If you haven't authenticated an org yet, hit n at the prompt and the wizard will launch sf org login web for you.
Two-org model
HAV-IQ MCP talks to two kinds of Salesforce orgs:
| Role | Has HAV-IQ package? | What MCP does there |
|-------------------|---------------------|--------------------------------------------------------------|
| Control plane | Yes | Calls /services/apexrest/haviq/v1/* for pipelines, stages, deployments, promote, rollback, risk scoring, data pack. One per org-group (typically Production). |
| Target orgs | No | Direct metadata push/pull via sf CLI (push_to_org, retrieve_from_org). Any Dev / UAT / QA sandbox the user works in. |
Typical flow for IRIS users: edit code in a Dev sandbox → push_to_org writes it to that sandbox for instant feedback → create_delta_deployment against the Prod control plane kicks off the pipeline to promote Dev → QA → UAT → Prod.
Manual Configuration
haviq-mcp --setup writes this for you, but if you prefer to write it by hand:
// ~/.haviq.json (or .haviq.json in your project root)
{
"controlPlane": {
"orgAlias": "prod"
},
"defaultTargetOrg": "my-dev-sandbox"
}That's the whole file. orgAlias is an sf CLI alias — MCP resolves URL + access token at runtime via sf org display --json. Both the control plane and every target sandbox must be authenticated in sf CLI:
sf org login web --alias prod # HAV-IQ control plane
sf org login web --alias my-dev-sandbox # Dev sandbox
sf org login web --alias my-uat-sandbox # UAT, etc.Then list_target_orgs inside the MCP will see all of them.
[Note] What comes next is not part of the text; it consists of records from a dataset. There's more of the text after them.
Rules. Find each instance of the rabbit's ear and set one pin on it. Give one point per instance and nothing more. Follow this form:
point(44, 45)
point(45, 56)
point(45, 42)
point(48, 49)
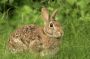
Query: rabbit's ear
point(45, 13)
point(53, 14)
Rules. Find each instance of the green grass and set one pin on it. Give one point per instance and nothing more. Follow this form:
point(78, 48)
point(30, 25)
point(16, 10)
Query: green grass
point(75, 42)
point(74, 17)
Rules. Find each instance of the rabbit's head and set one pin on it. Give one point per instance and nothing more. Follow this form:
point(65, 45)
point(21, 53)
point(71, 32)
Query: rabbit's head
point(52, 28)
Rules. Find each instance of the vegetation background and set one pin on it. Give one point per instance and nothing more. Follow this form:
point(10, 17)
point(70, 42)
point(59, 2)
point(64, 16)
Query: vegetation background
point(74, 15)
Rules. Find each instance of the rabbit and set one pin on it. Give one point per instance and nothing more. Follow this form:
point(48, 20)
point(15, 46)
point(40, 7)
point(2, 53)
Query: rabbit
point(45, 40)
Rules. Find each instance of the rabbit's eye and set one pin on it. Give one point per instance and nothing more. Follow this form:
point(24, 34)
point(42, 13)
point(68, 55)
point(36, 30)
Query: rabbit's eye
point(51, 25)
Environment variables (useful for CI / containerized setups):
| Variable | Description |
|----------------------------|-----------------------------------------------------------------------|
| HAVIQ_ORG_ALIAS | sf CLI alias of the control plane (overrides config file) |
| HAVIQ_DEFAULT_TARGET_ORG | sf CLI alias used by push_to_org when no orgAlias is supplied |
Naming convention
Register the MCP server in each IDE using an IDE-specific name — haviq-cursor, haviq-claude, haviq-opencode, haviq-codex, haviq-duo. The binary is always haviq-mcp; only the registration key changes. This way, when support asks "which IDE is showing the error?", the answer is in the config name.
Add to Claude Code (haviq-claude)
In your Claude Code MCP settings (~/.claude/mcp.json for the VS Code extension, or ~/.claude.json for the CLI):
{
"mcpServers": {
"haviq-claude": {
"type": "stdio",
"command": "haviq-mcp"
}
}
}Restart Claude Code (Cmd+Shift+P → Developer: Reload Window in VS Code, or exit + re-launch claude in the terminal).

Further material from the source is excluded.